Three, Doguwa swears by his four wives and sees himself as powerful because, as he once told Daily Trust, he has control over them. “What I did on the floor of the House, for me, was an act of pride. For my four wives, it was an act of pride, and all of them went home very happy. It’s because I have control over them. I’m not a soldier, I’m a democrat, and for me to bring together my four wives to the floor of the House and they all played along with me in peace, that goes to confirm that I’m a reliable husband. I’m a just husband”, Doguwa had said in response to media criticism of his wives’ parade on the floor of the House back then in 2020. It is rather interesting that Doguwa’s lexis in describing his relationshipwithhis wives were centred on power and control. Not love! Not respect! It’s not unlikely that Doguwa sees women as useful only for childbearing. Remember he introduced his four wives on the floor of the House not on the strength of their education and accomplishments, but on the total number of children they have. Of the 28 children, we do not know who has what number of children among the four wives. But taking a hypothetical average, each wife would have 7.5 children. Considering the energy, time and patience required in pregnancy, childbirth and motherhood, it would be difficult for Doguwa’s wives to live any other life outside of being perpetual nursing mothers. Yet, the House Leader says he’s not done; that he plans to have two more children before 2023. Good for him.

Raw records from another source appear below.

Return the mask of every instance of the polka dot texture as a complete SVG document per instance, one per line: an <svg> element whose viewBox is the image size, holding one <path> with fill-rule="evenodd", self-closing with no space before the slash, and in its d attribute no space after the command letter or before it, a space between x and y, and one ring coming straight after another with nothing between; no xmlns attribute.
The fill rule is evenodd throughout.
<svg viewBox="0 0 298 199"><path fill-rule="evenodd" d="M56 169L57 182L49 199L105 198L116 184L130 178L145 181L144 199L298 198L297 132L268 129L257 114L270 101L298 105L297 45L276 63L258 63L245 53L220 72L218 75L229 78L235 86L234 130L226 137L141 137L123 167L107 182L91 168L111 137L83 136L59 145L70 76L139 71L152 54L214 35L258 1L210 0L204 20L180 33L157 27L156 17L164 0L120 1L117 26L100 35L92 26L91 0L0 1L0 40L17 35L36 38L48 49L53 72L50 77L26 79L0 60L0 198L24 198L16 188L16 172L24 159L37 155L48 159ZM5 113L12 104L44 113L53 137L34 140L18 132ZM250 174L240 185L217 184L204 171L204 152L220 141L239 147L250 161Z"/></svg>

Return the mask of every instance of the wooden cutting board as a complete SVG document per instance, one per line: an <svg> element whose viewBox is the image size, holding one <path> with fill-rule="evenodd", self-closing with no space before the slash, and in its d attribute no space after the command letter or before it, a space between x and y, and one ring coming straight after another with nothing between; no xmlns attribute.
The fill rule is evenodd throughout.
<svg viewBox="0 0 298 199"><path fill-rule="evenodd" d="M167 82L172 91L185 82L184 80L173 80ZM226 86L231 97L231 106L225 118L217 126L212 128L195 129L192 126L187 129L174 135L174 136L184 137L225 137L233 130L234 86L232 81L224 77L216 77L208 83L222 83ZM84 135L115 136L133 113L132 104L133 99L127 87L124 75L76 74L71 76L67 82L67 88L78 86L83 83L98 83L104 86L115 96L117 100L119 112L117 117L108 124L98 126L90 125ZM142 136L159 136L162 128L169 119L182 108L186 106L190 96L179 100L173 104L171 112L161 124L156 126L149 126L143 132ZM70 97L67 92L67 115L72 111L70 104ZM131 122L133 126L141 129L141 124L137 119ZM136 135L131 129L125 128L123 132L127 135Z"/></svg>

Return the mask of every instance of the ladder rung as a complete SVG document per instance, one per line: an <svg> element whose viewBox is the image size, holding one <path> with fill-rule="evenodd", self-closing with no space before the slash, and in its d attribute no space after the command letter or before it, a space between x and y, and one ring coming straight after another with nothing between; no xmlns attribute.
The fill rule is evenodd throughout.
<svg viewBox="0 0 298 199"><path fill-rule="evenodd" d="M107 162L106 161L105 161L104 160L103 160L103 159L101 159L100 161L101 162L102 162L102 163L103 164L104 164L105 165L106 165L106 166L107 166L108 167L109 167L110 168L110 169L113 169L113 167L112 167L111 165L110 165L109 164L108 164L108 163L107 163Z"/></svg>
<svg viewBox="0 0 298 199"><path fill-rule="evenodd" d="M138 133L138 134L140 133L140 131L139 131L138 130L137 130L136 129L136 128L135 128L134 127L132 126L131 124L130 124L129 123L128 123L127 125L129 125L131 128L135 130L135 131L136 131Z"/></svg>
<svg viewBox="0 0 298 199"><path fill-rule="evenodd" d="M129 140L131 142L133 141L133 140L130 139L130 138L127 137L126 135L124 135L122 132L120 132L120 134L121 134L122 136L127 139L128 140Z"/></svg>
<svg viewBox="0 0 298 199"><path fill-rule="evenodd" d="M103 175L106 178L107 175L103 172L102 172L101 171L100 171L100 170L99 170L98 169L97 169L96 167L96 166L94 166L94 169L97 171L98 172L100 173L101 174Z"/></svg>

One last thing. Doguwa said he would appeal to his colleagues to suspend the House rules and include a clause in the Electoral Act allowing families that have up to 30 children to have polling units in their compound. We should look beyond the joke to the thoughts shaping it. The Yoruba have a saying, inuawada lati nmoooto – it’s from jokes that truth rears its head.If events in the National Assembly since 1999 were any guide, we know that our lawmakers place greater importance on matters affecting their interests than issues of public good. During the Obasanjo administration, the leadership of the National Assembly once colluded with the presidency to smuggle a clause into a law. So, we should take nothing for granted.

Doguwa should be treated with suspicion. Although he is said to have graduated first class, he is simply one entitled politician whose world view on women belongs somewhere in the 14thCentury. A politician who has mastered the House’s intrigues and power play, Doguwa, having been Chief Whip in the 8th House and Leader in the 9th, is in pole position to emerge Speaker in the 10th in the likely possibility the ruling APC (All Progressives Congress) has majority members. Imagine a Speaker Doguwa for four years! It wouldn’t be surprising to have on the list of his agenda the siring of additional 10 children, since he appears to be in competition to outperform his late father who had over 40 children. For Doguwa, the person and the politician, it’s all power without control.